PUERTO CORTES, Honduras — At the rate of at least one a month, ships from all over the world land at this steamy port on the Caribbean coast to unload cargoes of arms.
Much of the weaponry is bound for the Honduran military, which has been slowly building up to match the growth of the armies in neighboring Nicaragua and El Salvador. But some of it is destined for the contras-- the rebels operating in this country whose avowed intent is to topple the Marxist government in Nicaragua.
Of all the government and commercial ships that have borne arms here in the past two years, one is attracting particular attraction. It is the Erria, a 299-ton freighter that was flying under the Danish flag when it stopped here on June 2, 1985.

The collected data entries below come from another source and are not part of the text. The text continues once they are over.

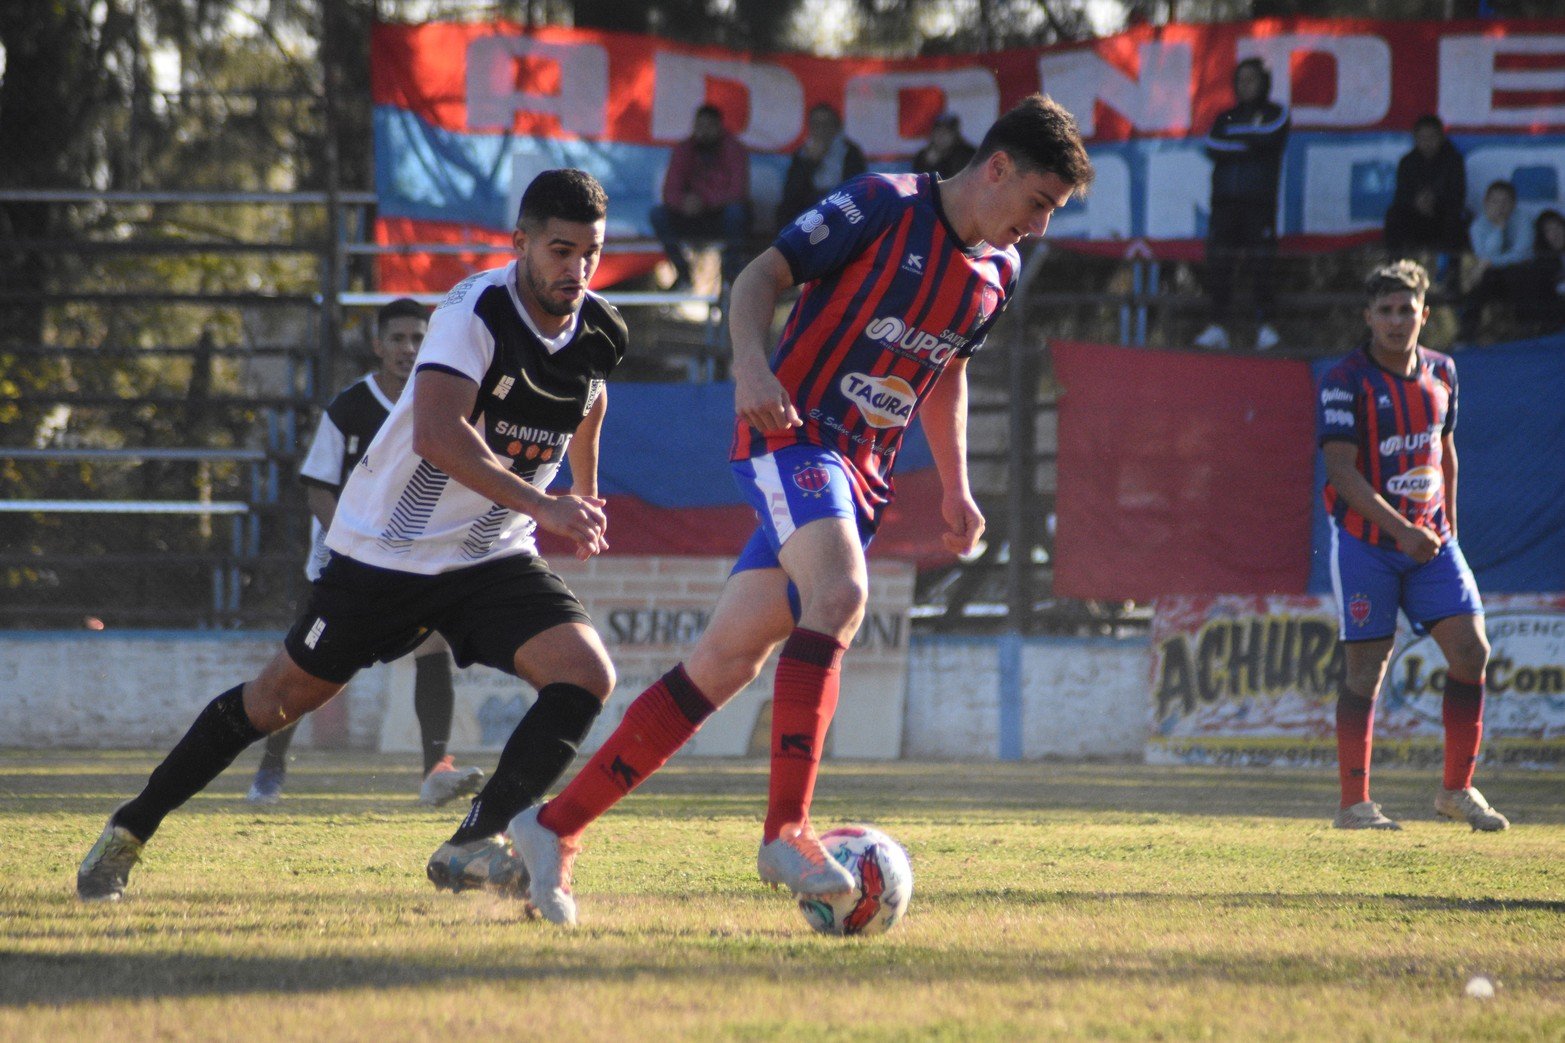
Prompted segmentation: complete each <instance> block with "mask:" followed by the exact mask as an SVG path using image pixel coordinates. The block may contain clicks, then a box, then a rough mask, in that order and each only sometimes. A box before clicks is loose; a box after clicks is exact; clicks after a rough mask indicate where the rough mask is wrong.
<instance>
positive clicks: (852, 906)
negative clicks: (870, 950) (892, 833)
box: [798, 825, 912, 935]
mask: <svg viewBox="0 0 1565 1043" xmlns="http://www.w3.org/2000/svg"><path fill="white" fill-rule="evenodd" d="M820 843H822V846H823V847H825V849H826V854H828V855H831V857H833V858H836V860H837V863H839V864H840V866H842V868H844V869H847V871H848V874H850V875H851V877H853V882H854V883H856V885H858V886H854V890H853V891H850V893H848V894H842V896H837V897H834V899H825V897H801V899H798V910H800V911H801V913H803V915H804V921H806V922H808V924H809V926H811V927H814V929H815V930H818V932H820V933H823V935H883V933H886V932H887V930H890V929H892V927H895V926H897V924H898V922H900V921H901V918H903V915H905V913H906V911H908V902H909V900H912V866H911V864H909V863H908V852H905V850H903V849H901V846H900V844H898V843H897V841H894V839H892V838H889V836H886V835H884V833H881V832H880V830H875V828H870V827H867V825H840V827H837V828H834V830H828V832H825V833H822V835H820Z"/></svg>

Contra leaders said Friday that the Erria's cargo included 5,000 AK-47s, the standard Soviet-Bloc infantry weapon. The Honduran army does not use AK-47s. The contras do.
The contra officials said the AK-47s aboard the Erria had been bought from the Polish government by a foreign arms dealer acting on the rebels' behalf.
Poland's Communist government, like other Soviet-Bloc nations, officially opposes the contras. But Adolfo Calero, the leader of the largest contra faction, has said: "We often buy arms from the Soviet Bloc, although they may not know it. They are selling us the guns to fight communism."
No records have surfaced to show who was leasing the Erria in June of 1985. But 10 months later, the freighter was purchased by a Panamanian company whose forwarding address is that of a Geneva firm intimately linked to the U.S. government's sale of arms to Iran.
Ransom for Hostages
And a month after its sale, the Erria was off the coast of Cyprus carrying $1 million that U.S. officials had hoped would help buy the freedom of American hostages then held in nearby Lebanon. On that very day, Lt. Col. Oliver L. North, the White House aide who oversaw both the Administration's efforts to win private support for the contras and its secret arms sales to Iran, arrived in Iran with a planeload of weapons to bargain for the hostages' release.
Port records here tell little about the Erria's visit in June of 1985 other than to list the ship's navigational agent as Will Nielsen.
"When a ship comes in with arms, there's no paper work," said a Honduran government official. "You will never see paper saying they brought arms."
Kept secret from the public is a book with coded entries showing which ships carried arms. That book, an official said, showed a variety of arms-bearing ships that had docked at Puerto Cortes in 1985 and 1986--including the Erria.
Three U.S. Vessels
Three were apparently U.S. commercial ships. The Powell 114 arrived on Feb. 22, 1986, the Mydas docked on Sept. 3, and the Cape Douglas came on Dec. 16. It was unclear what kinds of arms they bore. Their cargo was listed as being bound for the Honduran armed forces, but a port source said arms for the contras typically go through the Honduran military.
Besides the Erria, two other Danish ships appeared on the encoded list of arms deliverers. So did a Greek ship. Besides these, U.S. military ships made at least 21 arms deliveries in this period.
What is more, the Honduran official said, some ships dock here and never appear on the public ship registry. In this category he put the Gen. William J. Sutton, a U.S. government ship that he said was in the Caribbean for maneuvers last summer and, according to the coded list, delivered arms.